By Kelsey Schagemann
There’s a cheery red sticker on Anne Clark Bartlett’s office door with a message that perfectly encapsulates her personal and professional sensibilities: Keep calm and collaborate. As the special assistant to the provost for innovation and academic planning, Bartlett is the university’s go-to internal connector. “I love bringing people together to meet each other and share ideas,” she says. “There’s just something electric about that process.”

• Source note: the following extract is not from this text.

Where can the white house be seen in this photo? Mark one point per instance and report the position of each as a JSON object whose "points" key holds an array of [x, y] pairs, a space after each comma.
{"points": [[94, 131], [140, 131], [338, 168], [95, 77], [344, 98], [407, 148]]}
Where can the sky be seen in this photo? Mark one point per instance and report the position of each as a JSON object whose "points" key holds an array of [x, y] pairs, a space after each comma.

Bartlett, a scholar of medieval feminist studies and a longtime English professor at DePaul, is halfway through her fourth year in the special assistant role, a responsibility she eagerly accepted following an American Council on Education fellowship at Portland State University (PSU) in Portland, Ore. Although she selected PSU sight unseen, she felt an intrinsic kinship to the institution based on its DePaul-like motto, “Let Knowledge Serve the City.” DePaul was always top of mind during her fellowship, a yearlong, hands-on course in university leadership and capacity building.
Bartlett returned to DePaul in 2012 armed with new ideas and plenty of enthusiasm. She laughs about her title, saying “It’s a mouthful,” but emphasizes that the wordiness is actually appropriate. “It might seem like a bit of an oxymoron,” she says, “because you think of innovation as something that happens lightning fast, and you think of academic planning as a lengthy process, but in fact, if you want to innovate, you have to make sure things can be operationalized. You really do have to plan.”

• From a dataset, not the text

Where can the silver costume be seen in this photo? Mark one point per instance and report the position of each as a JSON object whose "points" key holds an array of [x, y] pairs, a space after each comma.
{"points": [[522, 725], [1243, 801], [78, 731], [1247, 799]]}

To that end, much of her role focuses on creating and enhancing opportunities to encourage innovation, especially from a collaborative standpoint. She was instrumental in launching the collaboration grants and the collaboratory, a flexible, technology-friendly workspace for faculty and staff that opened in the DePaul Center in October 2015.

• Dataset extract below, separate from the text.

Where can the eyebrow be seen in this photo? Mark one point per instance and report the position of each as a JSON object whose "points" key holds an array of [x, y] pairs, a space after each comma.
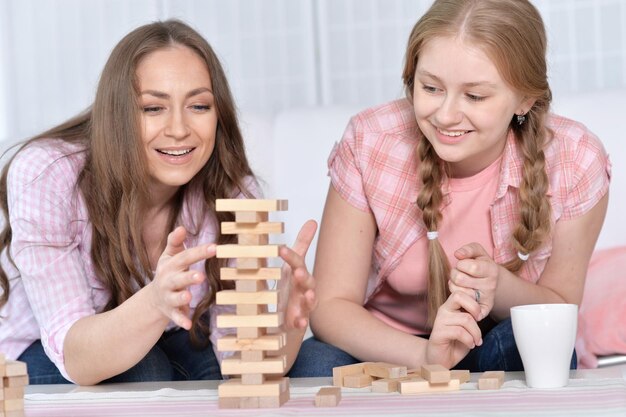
{"points": [[160, 94], [470, 84]]}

Other initiatives include forays into digital storytelling, replicating collaborative teaching models and formalizing transdisciplinary affinity groups in topics such as health, data, Chicago, sustainability and social impact. “It’s about building on existing areas of energy across campuses,” Bartlett explains. “I’m looking to communalize entrepreneurial energy.”
Two new minors under development, one in climate change science and policy and one in mortality studies, exemplify this approach; both minors are supported by collaboration grants. As Bartlett ticks off the areas those minors may cover—philosophy, science, art, writing, business, health—she notes that curriculum design requires various back-end considerations: “How does this look to student records? How does it look in online teaching evaluations?” That’s partly where the planning aspect of her title comes into play.
Although listening isn’t inscribed into her official title, it might as well be. “This job is about posing questions, being available, reaching out to people,” she says. “I like to ask faculty, ‘What are some of the great ideas you’ve wanted to implement but haven’t been able to?’” Her past stint as a two-term president of the Faculty Council helped prepare her for this role. “That was a really transformative experience—just being able to meet people outside my home college, understand their needs and find points of connection,” she recalls.
As Bartlett shuttles between campuses, she never loses sight of her overall goal. “We have to keep growing and pushing the boundaries of our knowledge,” she asserts. “That’s what we do as scholars and intellectuals, even if we don’t always explicitly call it innovation. I want to help us work together to be even better.”